Segundo a prova produzida nos autos, o réu exibia à menina imagens e vídeos com conteúdo pornográfico, constrangendo-a a se exibir sexualmente. A intenção do réu era praticar atos libidinosos com a enteada, registrando-os com o próprio telefone celular.
Após denúncia da direção da escola em que a vítima estuda, por meio do Conselho Tutelar, a Delegacia de Defesa da Mulher de Marília apreendeu o celular do padrasto e, com autorização judicial, o aparelho passou por perícia. Isso permitiu a recuperação de mídias com conteúdo pornográfico envolvendo a enteada e também outras crianças e adolescentes.

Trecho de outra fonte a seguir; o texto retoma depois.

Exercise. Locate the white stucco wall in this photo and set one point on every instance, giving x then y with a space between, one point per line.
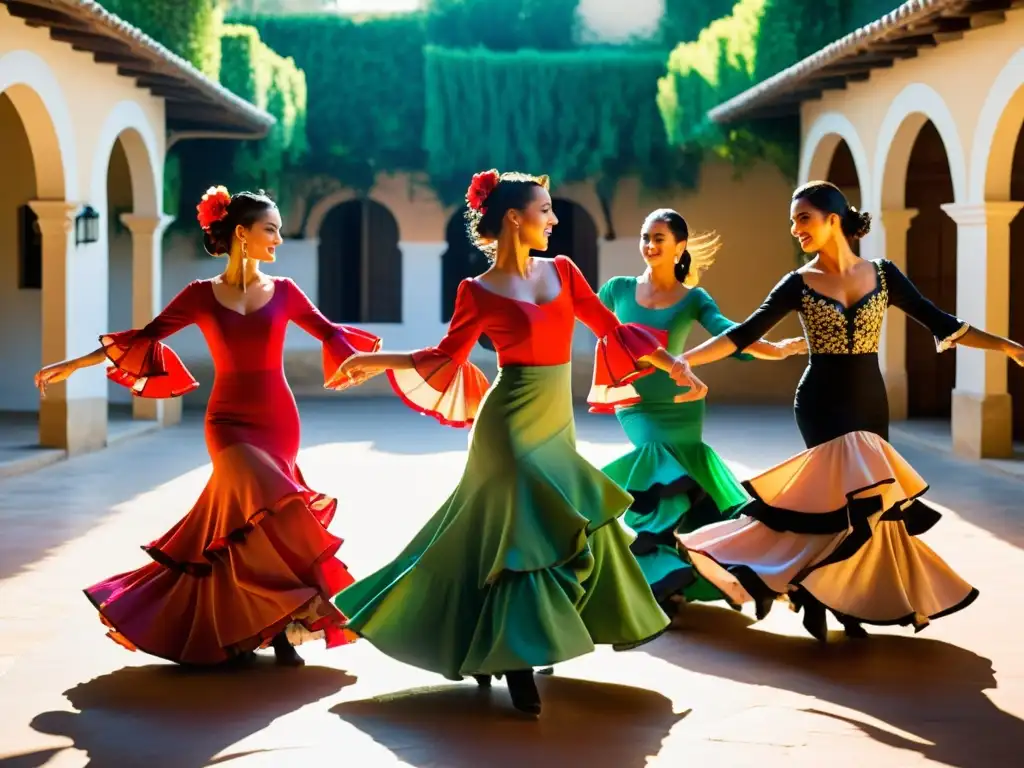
73 110
619 20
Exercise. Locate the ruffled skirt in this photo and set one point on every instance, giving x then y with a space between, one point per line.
525 564
251 559
678 484
840 521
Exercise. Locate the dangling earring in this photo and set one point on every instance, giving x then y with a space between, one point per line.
245 264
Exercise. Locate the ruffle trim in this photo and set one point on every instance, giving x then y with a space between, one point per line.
337 348
146 368
441 388
616 366
308 615
949 342
326 574
321 507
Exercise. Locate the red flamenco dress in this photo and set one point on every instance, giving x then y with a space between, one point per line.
254 555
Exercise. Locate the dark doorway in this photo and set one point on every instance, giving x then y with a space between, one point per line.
359 264
843 173
931 258
1015 378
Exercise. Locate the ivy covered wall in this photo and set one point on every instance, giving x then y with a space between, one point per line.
757 40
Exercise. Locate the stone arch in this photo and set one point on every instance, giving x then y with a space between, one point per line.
819 147
127 123
32 87
921 165
996 132
912 108
323 207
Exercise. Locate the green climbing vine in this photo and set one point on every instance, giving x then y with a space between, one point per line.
572 115
759 39
505 26
272 83
365 77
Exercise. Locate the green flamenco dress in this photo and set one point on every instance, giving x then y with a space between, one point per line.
525 564
677 481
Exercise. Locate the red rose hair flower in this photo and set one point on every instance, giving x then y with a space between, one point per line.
482 184
213 207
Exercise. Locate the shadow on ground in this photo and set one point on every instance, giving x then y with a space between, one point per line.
163 715
462 726
928 688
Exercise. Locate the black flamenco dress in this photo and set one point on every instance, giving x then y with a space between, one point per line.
837 524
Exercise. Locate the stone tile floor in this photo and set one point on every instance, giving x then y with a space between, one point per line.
718 691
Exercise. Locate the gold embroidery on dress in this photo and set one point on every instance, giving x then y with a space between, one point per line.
827 326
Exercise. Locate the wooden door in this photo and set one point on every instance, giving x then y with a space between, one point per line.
1015 378
382 259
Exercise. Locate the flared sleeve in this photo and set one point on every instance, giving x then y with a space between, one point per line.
783 299
904 295
141 363
621 346
442 383
712 320
338 343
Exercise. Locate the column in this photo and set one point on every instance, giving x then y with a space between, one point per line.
890 243
73 416
982 424
146 272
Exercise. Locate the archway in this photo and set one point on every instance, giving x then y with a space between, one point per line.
574 237
20 270
1015 381
843 173
359 263
119 197
931 265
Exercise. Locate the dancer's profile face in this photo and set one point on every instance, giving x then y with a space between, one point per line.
536 220
658 246
263 237
812 228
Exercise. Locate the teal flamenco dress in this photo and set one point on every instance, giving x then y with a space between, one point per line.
525 564
677 481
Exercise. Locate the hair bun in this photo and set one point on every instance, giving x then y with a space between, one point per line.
856 223
683 266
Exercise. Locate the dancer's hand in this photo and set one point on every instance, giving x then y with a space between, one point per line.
1016 353
796 345
356 370
684 377
53 375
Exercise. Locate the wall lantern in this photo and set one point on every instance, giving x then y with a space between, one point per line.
87 225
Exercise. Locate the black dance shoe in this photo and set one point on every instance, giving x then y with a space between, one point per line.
523 691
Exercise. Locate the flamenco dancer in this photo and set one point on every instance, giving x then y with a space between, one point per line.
836 525
677 481
525 564
253 558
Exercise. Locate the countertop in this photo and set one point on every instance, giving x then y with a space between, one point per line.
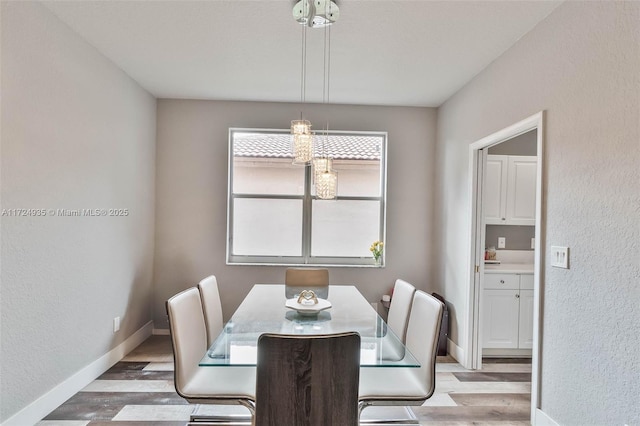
509 268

Na ocasião, o autor dos crimes foi preso em flagrante delito.
Nas duas sentenças prolatadas, o réu foi condenado a penas que, somadas, chegam a 23 anos e três meses de reclusão, pela prática dos crimes do artigo 217-A, do Código Penal (estupro de vulnerável), e dos artigos 240, § 2º, 241-B e 241-D, do Estatuto da Criança e do Adolescente (produção, armazenamento e exibição de mídias com conteúdo pornográfico envolvendo criança e adolescente).
O Ministério Público do Estado de São Paulo (MP-SP) já interpôs recurso requerendo ao Tribunal de Justiça de São Paulo o aumento das sanções.